A good way of judging what’s perception and what’s reality to stand on a street corner campaigning for what you believe in. This Saturday morning, with a cold wind blowing but sunshine in the sky a group of us stood in the centre of the Surrey town of Epsom. It’s a well to do town with levels of prosperity that parts of England would love to share. Being connected to London there are major service industries that ensure Epsom flourishes. Its not just Derby Day.
The Brexit deal on the table provides no clarity or certainty about the future. The signs are that Brexit will become a never-ending nightmare if we go through with it. However, it’s both evidence and emotion that shape our view of the world and no more so than with Brexit.
Regardless of political views, in a public place there are people who engage and there are those that don’t. On a British High Street in winter, most are busying themselves about their business and are not keen to dwell. It’s more often that those with stronger views are the ones who take the time to engage in conversation. My approach is to try not to impede anyone but to make it clear that I’d like to talk. It’s easier with a leaflet in hand and a simple introduction. So, I start: “we’re campaign for a People’s Vote – Would you like a leaflet”? Then it’s a question of quickly gauging any response. As a flavour of the comebacks that I got here are a few sentences on what happened.
Those who welcomed our campaigning efforts were more than happy to express a view. A positive warmth and support came to the fore without prompting. Frequently, there was an astonishment that the Country had got itself into such a ridiculous situation. Everyone has a story to tell about how Brexit is affecting their lives. Younger people were concerned that opportunities previous generations had will be cut off.
I got a warm answer from a French woman, but as she whispered – I don’t have a vote.
One middle-aged man seemed sullenly pragmatic about the affair. His expectations were so low that he anticipated nothing better than an unholy mess. He was grateful to see us campaigning, but he held out little hope that it would make any difference. It’s a pessimism and sad resignation that more than a few must feel.
One guy suggested that I go back to Germany if I liked the Europe so much. When faced with this, politeness is the only way to be. There’s little I can say in that moment to transform his outlook. Little Englanders are not new.
I got a couple that told me they were bored with the whole subject. They had gone past caring what happens next. It’s like it’s not my problem and another version of the sad resignation I mentioned earlier.
Believe me, I am not being biased when I say this, but the angrier people are Leave supporters. It’s like they have an inner rage. One or two will swear without any provocation whatsoever other than just seeing a European symbol. All you hear is negative slogans right out of the Daily Mail.

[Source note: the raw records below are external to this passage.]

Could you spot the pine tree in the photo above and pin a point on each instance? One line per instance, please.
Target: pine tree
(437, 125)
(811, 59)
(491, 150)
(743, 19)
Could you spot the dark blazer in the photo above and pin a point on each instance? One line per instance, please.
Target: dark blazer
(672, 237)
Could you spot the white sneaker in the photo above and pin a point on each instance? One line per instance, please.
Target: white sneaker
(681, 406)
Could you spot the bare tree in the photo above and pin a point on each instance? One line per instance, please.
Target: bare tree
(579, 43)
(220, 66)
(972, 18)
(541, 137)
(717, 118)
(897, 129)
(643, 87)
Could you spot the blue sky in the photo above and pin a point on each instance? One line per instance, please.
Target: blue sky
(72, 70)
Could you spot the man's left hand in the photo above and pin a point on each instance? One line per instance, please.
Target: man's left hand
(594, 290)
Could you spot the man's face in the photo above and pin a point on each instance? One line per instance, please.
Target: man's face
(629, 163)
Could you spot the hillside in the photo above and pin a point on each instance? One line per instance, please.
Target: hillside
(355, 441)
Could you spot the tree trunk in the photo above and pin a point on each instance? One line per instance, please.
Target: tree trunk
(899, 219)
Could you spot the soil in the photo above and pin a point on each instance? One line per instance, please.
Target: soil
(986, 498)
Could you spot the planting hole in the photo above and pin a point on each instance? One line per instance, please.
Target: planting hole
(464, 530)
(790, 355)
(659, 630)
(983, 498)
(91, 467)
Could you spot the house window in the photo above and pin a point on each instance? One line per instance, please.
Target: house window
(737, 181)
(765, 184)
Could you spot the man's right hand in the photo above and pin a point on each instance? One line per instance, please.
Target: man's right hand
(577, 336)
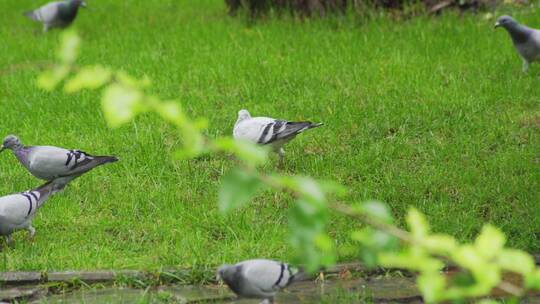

Overall, the hours we spent were productive and I’m sure we offered a hope for those with a positive assessment of our role in Europe. The indication was masses of dots on our chart calling for a People’s Vote. Concluding, it’s clear that the last couple of years have not healed the wounds of the referendum. Opinion on the streets is just as divided as it was when I was campaigning in early 2016. No wonder Parliament is divided when the Country is divided. It’s only by going back to the people that there will be any resolution to this impasse.